If planning to store trucks away for the winter season, Hunter advises: “In very cold or hot climates, store the batteries where they will be protected from temperature extremes. Coat the battery terminals and cable ends with acid resistant petroleum jelly.”
Treading a fine line
Throughout winter the inflation pressure of tires should be checked at least once every two weeks. To minimize wear, remove debris, grease or oil from the tires and regularly inspect for any cracking and chunking. Hunter adds: ‘When extended storage is anticipated, trucks should be blocked up so that weight does not rest entirely on the tires. Ideally it’s better if machines are stored under cover; otherwise, tires need to be protected from the elements by an opaque waterproof covering.”
Finally, as well as protecting the machine from the elements, operators must also be adequately prepared to work in extreme conditions. No stranger to the big chill himself, Hunter says: “Wear as many layers of clothing as possible, which allow for comfortable movement. One thick layer of clothing is not as effective in insulating the body against the cold the way several layers can.

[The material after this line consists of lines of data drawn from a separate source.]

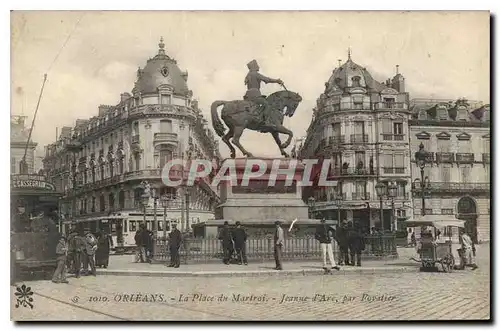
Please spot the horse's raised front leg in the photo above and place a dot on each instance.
(276, 137)
(238, 131)
(283, 130)
(226, 138)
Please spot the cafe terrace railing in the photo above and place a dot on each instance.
(205, 250)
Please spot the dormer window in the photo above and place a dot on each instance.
(356, 81)
(442, 113)
(166, 99)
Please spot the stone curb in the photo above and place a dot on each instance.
(256, 273)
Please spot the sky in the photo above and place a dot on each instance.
(440, 54)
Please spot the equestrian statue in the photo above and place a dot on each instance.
(255, 112)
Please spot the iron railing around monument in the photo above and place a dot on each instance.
(205, 250)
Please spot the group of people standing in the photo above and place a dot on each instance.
(234, 244)
(78, 252)
(144, 241)
(350, 239)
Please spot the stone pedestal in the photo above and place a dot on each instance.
(258, 205)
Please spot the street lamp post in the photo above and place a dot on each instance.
(381, 189)
(392, 190)
(338, 200)
(311, 202)
(421, 158)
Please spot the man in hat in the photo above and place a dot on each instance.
(252, 81)
(61, 251)
(341, 236)
(227, 242)
(279, 240)
(75, 251)
(174, 244)
(240, 241)
(90, 243)
(324, 234)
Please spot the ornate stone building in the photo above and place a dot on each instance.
(18, 138)
(361, 126)
(457, 134)
(101, 162)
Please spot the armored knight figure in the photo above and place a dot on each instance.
(252, 81)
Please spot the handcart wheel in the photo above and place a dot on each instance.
(447, 263)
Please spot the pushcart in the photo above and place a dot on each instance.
(432, 250)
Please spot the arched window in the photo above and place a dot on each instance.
(102, 203)
(121, 199)
(111, 201)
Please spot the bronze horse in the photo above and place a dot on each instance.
(243, 114)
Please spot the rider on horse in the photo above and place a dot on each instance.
(252, 81)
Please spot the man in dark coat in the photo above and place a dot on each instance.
(341, 237)
(324, 234)
(75, 249)
(356, 242)
(240, 240)
(139, 256)
(227, 243)
(174, 243)
(104, 245)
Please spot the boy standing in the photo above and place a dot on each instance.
(60, 272)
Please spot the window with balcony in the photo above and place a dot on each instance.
(447, 211)
(102, 203)
(166, 99)
(135, 129)
(401, 191)
(465, 173)
(388, 160)
(165, 156)
(445, 172)
(444, 145)
(360, 160)
(165, 126)
(121, 199)
(111, 199)
(137, 162)
(387, 128)
(13, 165)
(399, 163)
(360, 191)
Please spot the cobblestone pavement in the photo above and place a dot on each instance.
(403, 296)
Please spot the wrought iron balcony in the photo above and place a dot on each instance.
(453, 187)
(393, 137)
(390, 105)
(445, 157)
(465, 157)
(394, 170)
(165, 137)
(352, 171)
(359, 138)
(361, 195)
(336, 140)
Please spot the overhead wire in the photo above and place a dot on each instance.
(23, 161)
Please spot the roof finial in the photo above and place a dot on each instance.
(162, 47)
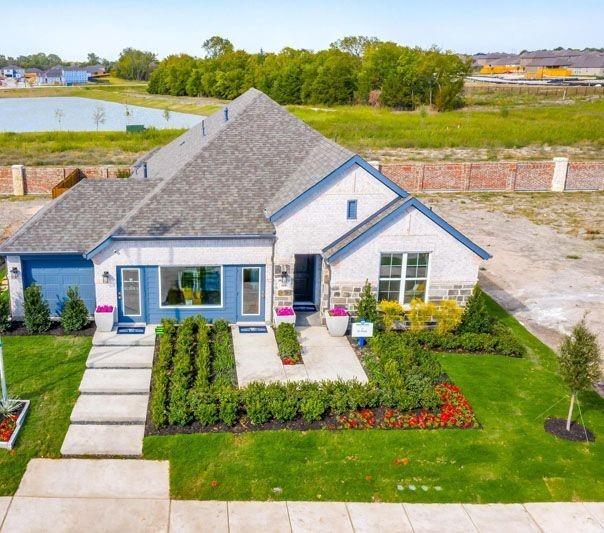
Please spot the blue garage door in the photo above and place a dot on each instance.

“It’s important to protect your head, ears, nose, hands, and feet. More than 40% of body heat can be lost from the head if left uncovered, hence why wearing warm hats with ear covers is crucial when working in the cold. Likewise, it’s important to be aware of the medical conditions, which can result from cold weather exposure, such as cold stress, for example, frostbite and hypothermia.”
Hunter reiterates that the first layer of clothing needs to be synthetic as opposed to cotton — synthetic materials take sweat away from the body while cotton absorbs it. The second layer should preferably be wool, the third should be weather-proof with good down insulation, and footwear must be waterproof and insulated. Operators can also keep the cold out with frequent drinks of warm liquids such as decaffeinated coffee, tea, hot chocolate, or broth. “Avoid caffeine when working in the cold, as it hinders the body’s heat-producing mechanisms, and causes the body’s core temperature to drop,” concludes Hunter.
Meet John Hunter
With a Terex Trucks career that dates back over 40 years, there’s not much that you can teach John Hunter. In his latest role, John is responsible for providing customers in North America with the best support available. A livelihood built on solid relationships and integrity, John previously dealt with clients in Russia before taking on his present role and has been with Terex Trucks since 1976. John joined the Scotland-based company as an apprentice and then moved to the engineering test department, before transferring to technical sales and finally settling in customer support. The areas he has covered in the past include Spain, South Africa, Australia, New Zealand and New Caledonia.
Over the past two years, Terex Trucks has invested heavily in boosting the availability of parts stocks, systems, and specialists for customers in North America. Relocating such an authority on the products as John is yet another example of strengthening the support customers can expect. As such, customer responsiveness is at the centre of John’s role and is something he prides himself on. “I enjoy ensuring the customer is satisfied, so I make it my mission to bring any questions or issues to a quick resolution,” he says. Always willing to go that extra mile, since transferring to North America in May, John has already travelled to Quebec, New York, Ohio, North Dakota, Ontario, Manitoba, Alberta and British Columbia to meet with dealers to ensure customers are getting the most out of their machines.